Occasionally, a district may have reason to purchase property for a future church site without the church having the immediate capacity to make fully-amortized monthly loan payments. While we don’t wish to participate in land speculation when the appreciation of land value is a necessary condition for the repayment of a loan, DLPs may be considered, subject to the following criteria:
The property under consideration must be unimproved; however, improved property may be considered as long as the improvements add no significant value to the property.
The church body for which the property is intended must be an extension church. If this is unclear, our board of directors will determine whether or not the church in question should be considered an extension church.
The church body for which the property is intended must already be in existence and worshipping together.
The district must demonstrate that the property is in a prime target area for the church.
Similar property should not be readily available in the near future, due either to escalating prices or to lack of other vacant lots; or the property should be demonstrated to be significantly underpriced.
The district has 25 percent equity in the property.
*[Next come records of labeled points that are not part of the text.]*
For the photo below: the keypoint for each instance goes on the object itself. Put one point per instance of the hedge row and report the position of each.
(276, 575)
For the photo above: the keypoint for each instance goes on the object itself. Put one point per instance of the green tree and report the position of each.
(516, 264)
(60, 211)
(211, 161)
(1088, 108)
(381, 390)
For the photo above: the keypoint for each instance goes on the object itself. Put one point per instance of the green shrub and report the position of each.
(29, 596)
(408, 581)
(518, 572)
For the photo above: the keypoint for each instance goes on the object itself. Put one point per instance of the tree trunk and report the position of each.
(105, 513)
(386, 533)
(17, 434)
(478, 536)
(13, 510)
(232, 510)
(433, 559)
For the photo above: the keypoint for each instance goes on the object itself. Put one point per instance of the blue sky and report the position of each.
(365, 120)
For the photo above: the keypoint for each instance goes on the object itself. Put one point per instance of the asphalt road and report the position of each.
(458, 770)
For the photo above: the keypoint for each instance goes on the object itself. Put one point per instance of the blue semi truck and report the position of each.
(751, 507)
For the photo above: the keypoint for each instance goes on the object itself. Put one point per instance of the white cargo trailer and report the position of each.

If the district is not able to make a cash down payment of at least 25 percent, other debt-free district property may be used as collateral.
The district agrees to accept full responsibility for monthly loan payments.
All loans directly to the district, or for which the district has guaranteed payments, must be current.
Loans are underwritten and funded by The Alliance Development Fund, Inc. (ADF), which conducts its operations, together with the operations of The Orchard Foundation, under the brand name Orchard Alliance; however, only ADF is responsible and liable for the lending operations of Orchard Alliance.